This Third Supplemental Indenture, dated as of September 5, 2023 (this “Third Supplemental Indenture”), is among Read & Stevens, Inc., a New Mexico corporation (the “New Subsidiary Guarantor”), Permian Resources Operating, LLC, a Delaware limited liability company (formerly, Centennial Resource Production, LLC, and, together with its successors and assigns, the “Company”), each existing Guarantor (the “Existing Guarantors”) under the Indenture referred to below, and UMB Bank, N.A., as trustee (the “Trustee”).
W I T N E S S E T H:
WHEREAS, the Company, the guarantors party thereto and the Trustee have heretofore executed and delivered an Indenture, dated as of November 30, 2017 (the “Base Indenture”);
WHEREAS, the Company has issued its 5.375% Senior Notes due 2026 (the “Notes”) under the Base Indenture, as supplemented by the First Supplemental Indenture thereto dated as of May 22, 2020, as further supplemented by the Second Supplemental Indenture thereto dated as of September 1, 2022 (the Base Indenture, as so supplemented by the First Supplemental Indenture and the Second Supplemental Indenture, the “Indenture”);
WHEREAS, Section 4.11 of the Base Indenture provides that, after the Issue Date, the Company is required to cause certain of its Subsidiaries to execute and deliver to the Trustee a supplemental indenture pursuant to which such Subsidiary will unconditionally guarantee, on a joint and several basis with the other guarantors, the Guaranteed Obligations;
WHEREAS, pursuant to Section 9.01(a)(8) of the Base Indenture, the New Subsidiary Guarantor, the Trustee, the Existing Guarantors and the Company are authorized to execute and deliver this Third Supplemental Indenture to amend or supplement the Indenture, the Notes, or the Guarantees, without the consent of any Holder; and
NOW, THEREFORE, in consideration of the foregoing and for other good and valuable consideration, the receipt of which is hereby acknowledged, the New Subsidiary Guarantor, the Company, the Existing Guarantors and the Trustee mutually covenant and agree for the equal and ratable benefit of the Holders as follows:
ARTICLE I
Definitions
SECTION 1.1 Defined Terms.
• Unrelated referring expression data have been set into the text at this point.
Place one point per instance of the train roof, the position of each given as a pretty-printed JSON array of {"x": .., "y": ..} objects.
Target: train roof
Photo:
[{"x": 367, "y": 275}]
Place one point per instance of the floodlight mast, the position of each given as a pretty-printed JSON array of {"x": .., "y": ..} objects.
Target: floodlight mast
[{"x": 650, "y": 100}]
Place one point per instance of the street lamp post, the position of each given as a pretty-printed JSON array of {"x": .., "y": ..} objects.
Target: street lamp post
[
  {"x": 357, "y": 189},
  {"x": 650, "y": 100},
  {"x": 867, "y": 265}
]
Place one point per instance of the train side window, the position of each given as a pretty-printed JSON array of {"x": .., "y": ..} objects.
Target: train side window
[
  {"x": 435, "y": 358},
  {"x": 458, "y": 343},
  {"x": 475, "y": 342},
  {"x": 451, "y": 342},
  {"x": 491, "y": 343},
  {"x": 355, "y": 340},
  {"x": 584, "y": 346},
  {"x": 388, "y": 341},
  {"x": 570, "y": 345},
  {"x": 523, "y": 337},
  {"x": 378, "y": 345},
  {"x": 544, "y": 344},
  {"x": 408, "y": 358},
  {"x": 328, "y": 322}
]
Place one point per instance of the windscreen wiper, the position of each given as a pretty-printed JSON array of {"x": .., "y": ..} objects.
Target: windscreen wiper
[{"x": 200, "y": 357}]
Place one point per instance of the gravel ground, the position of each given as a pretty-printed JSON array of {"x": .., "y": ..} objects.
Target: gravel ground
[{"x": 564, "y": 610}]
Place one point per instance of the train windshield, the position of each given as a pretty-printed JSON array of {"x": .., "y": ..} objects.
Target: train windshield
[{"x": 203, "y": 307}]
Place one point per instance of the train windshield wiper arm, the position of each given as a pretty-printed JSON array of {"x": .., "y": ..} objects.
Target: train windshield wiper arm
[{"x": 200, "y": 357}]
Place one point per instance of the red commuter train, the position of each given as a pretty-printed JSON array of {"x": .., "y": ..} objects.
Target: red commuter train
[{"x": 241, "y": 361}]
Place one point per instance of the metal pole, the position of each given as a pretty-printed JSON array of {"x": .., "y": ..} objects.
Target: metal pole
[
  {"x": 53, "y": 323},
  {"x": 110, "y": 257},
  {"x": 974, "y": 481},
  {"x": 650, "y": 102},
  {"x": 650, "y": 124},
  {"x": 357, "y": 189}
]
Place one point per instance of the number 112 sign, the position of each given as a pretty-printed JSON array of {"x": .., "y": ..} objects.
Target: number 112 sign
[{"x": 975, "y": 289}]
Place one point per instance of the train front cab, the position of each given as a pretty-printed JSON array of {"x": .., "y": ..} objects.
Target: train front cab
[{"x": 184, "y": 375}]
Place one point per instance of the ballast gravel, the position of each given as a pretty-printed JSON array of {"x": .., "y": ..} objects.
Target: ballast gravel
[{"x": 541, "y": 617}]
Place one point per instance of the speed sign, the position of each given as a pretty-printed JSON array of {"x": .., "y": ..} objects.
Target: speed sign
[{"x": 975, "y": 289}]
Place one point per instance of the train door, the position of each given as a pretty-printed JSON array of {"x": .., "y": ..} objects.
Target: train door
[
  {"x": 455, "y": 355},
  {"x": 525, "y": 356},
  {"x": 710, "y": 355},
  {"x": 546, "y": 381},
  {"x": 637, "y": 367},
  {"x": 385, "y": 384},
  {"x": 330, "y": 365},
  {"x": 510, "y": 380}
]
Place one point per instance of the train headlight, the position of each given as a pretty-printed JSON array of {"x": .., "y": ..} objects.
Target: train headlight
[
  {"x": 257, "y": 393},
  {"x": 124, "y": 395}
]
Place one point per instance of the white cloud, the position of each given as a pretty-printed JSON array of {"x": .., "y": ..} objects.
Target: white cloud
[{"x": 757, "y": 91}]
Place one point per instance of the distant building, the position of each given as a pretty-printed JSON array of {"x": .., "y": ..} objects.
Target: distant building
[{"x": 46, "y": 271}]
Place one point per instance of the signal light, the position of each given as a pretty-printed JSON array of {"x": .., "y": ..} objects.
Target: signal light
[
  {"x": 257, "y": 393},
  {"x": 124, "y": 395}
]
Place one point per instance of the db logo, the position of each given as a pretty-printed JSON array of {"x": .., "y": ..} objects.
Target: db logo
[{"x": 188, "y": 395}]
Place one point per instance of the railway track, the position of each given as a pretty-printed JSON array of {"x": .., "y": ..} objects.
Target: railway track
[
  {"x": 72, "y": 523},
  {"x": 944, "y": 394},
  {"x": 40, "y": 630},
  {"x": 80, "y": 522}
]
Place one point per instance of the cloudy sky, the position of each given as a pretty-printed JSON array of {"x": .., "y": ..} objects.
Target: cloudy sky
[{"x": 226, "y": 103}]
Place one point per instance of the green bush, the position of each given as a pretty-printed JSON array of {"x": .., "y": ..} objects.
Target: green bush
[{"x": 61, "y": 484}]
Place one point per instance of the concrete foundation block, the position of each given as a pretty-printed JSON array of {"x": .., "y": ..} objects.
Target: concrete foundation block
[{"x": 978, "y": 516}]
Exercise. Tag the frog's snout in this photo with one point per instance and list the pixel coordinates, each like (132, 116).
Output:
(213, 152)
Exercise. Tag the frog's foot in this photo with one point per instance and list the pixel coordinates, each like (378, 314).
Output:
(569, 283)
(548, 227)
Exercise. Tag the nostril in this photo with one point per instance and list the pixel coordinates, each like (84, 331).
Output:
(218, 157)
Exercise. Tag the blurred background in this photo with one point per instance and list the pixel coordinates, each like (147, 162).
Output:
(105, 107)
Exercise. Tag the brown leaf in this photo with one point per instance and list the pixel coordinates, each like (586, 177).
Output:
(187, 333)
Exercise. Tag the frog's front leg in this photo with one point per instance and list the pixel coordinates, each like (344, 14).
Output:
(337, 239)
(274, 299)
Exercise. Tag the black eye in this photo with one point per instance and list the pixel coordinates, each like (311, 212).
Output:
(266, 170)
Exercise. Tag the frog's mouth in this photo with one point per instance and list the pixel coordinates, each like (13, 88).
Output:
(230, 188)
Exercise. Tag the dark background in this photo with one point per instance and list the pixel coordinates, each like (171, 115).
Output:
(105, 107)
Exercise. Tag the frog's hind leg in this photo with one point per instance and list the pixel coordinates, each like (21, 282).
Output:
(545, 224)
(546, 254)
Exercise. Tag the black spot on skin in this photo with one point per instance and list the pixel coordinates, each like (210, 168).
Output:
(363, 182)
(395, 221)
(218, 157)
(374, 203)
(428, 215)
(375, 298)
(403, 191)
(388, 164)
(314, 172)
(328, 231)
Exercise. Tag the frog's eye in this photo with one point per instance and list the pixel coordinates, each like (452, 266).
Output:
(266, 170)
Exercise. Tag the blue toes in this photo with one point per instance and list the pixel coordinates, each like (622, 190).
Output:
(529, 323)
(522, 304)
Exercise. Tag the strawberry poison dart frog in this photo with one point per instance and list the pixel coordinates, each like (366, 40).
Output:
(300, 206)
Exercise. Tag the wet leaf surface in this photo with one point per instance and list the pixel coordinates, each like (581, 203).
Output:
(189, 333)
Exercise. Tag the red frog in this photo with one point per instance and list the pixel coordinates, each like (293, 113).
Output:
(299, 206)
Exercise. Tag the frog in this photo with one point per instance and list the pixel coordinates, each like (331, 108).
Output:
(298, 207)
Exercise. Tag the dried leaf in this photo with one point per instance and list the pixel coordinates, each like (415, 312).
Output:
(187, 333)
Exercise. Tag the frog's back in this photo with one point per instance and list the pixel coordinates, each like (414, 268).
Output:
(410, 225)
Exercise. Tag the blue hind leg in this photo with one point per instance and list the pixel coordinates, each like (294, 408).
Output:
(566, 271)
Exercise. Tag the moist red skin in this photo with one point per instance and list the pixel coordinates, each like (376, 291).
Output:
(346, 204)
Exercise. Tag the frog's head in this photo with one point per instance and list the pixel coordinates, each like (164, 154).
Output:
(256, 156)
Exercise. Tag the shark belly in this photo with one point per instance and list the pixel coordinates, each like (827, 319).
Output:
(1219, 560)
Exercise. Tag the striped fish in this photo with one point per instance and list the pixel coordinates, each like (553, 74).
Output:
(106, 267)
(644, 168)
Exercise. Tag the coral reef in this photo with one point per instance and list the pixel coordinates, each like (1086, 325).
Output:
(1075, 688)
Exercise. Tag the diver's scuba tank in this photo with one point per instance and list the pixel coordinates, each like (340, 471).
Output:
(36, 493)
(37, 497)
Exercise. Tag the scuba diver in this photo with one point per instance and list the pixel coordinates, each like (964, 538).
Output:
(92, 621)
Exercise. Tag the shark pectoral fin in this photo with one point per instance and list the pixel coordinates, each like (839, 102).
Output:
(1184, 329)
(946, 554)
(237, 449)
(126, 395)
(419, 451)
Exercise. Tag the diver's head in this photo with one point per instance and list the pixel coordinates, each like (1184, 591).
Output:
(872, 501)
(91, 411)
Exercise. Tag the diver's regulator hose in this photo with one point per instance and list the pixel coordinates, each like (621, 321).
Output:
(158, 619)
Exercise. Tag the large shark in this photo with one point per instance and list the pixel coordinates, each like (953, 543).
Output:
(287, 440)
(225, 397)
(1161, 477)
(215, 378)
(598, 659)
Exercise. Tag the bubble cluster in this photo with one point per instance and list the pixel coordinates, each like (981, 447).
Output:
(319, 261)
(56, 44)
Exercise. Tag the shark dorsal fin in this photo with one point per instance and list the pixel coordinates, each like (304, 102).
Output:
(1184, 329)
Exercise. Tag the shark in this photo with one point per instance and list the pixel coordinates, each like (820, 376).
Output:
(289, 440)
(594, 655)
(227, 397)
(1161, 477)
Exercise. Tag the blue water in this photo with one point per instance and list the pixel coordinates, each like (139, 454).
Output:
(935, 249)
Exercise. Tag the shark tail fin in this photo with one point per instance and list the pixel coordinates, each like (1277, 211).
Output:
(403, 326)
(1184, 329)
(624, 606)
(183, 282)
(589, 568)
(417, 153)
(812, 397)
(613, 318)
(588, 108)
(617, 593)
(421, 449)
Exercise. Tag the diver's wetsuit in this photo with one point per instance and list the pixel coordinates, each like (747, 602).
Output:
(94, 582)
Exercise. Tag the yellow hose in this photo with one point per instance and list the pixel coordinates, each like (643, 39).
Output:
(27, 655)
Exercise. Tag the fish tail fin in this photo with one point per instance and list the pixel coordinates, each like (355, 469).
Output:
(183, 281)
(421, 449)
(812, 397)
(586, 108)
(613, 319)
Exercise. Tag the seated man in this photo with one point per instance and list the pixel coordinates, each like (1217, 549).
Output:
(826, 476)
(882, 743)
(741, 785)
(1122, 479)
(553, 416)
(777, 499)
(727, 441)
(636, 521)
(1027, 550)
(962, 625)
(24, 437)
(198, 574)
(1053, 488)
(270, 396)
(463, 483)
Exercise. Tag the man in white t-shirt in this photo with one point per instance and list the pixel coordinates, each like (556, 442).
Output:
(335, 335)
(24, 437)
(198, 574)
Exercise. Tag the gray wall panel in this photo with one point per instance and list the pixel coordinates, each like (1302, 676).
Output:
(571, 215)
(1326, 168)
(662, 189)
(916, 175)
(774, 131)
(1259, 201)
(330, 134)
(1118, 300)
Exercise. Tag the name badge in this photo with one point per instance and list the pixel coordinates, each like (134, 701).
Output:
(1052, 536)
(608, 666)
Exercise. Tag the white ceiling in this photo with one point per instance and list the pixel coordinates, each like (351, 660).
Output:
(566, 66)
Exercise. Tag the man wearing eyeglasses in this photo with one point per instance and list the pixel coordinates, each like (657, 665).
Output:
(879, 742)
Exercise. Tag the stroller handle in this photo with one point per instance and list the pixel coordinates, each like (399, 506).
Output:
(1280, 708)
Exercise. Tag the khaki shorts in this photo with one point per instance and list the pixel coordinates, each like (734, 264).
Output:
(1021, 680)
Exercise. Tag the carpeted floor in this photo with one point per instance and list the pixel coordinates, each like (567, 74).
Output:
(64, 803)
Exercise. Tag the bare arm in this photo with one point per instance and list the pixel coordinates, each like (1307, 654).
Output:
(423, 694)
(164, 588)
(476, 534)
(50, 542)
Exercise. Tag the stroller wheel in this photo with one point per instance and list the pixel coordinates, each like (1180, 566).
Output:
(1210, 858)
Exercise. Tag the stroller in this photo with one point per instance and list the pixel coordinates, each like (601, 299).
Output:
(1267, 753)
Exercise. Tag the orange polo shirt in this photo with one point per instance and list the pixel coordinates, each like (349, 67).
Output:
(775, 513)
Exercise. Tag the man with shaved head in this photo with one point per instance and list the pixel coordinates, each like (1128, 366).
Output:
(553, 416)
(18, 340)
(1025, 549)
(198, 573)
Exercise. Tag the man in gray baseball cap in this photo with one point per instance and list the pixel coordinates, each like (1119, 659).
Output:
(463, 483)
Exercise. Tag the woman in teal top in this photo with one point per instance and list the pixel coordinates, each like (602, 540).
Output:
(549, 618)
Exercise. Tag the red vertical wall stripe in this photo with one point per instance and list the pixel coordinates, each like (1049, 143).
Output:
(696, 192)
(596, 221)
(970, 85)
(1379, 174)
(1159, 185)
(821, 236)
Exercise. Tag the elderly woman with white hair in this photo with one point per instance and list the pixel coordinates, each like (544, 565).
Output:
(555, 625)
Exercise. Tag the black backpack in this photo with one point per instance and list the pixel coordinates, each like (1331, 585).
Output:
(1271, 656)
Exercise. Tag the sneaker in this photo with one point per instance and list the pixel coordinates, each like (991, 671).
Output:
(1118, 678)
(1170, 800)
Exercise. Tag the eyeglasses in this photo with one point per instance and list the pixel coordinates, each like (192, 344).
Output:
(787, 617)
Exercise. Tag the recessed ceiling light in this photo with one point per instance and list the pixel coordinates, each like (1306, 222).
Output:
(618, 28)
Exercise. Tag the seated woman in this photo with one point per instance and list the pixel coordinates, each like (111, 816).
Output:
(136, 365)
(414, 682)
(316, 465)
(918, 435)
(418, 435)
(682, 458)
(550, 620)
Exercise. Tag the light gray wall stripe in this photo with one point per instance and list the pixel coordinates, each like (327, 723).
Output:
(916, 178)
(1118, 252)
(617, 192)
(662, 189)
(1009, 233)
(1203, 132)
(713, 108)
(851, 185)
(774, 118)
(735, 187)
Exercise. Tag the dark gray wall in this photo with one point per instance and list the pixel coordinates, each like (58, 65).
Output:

Capitalized terms used but not defined in this Third Supplemental Indenture shall have the meanings ascribed to such terms in the Indenture. The words “herein,” “hereof” and “hereby” and other words of similar import used in this Third Supplemental Indenture refer to this Third Supplemental Indenture as a whole and not to any particular section hereof.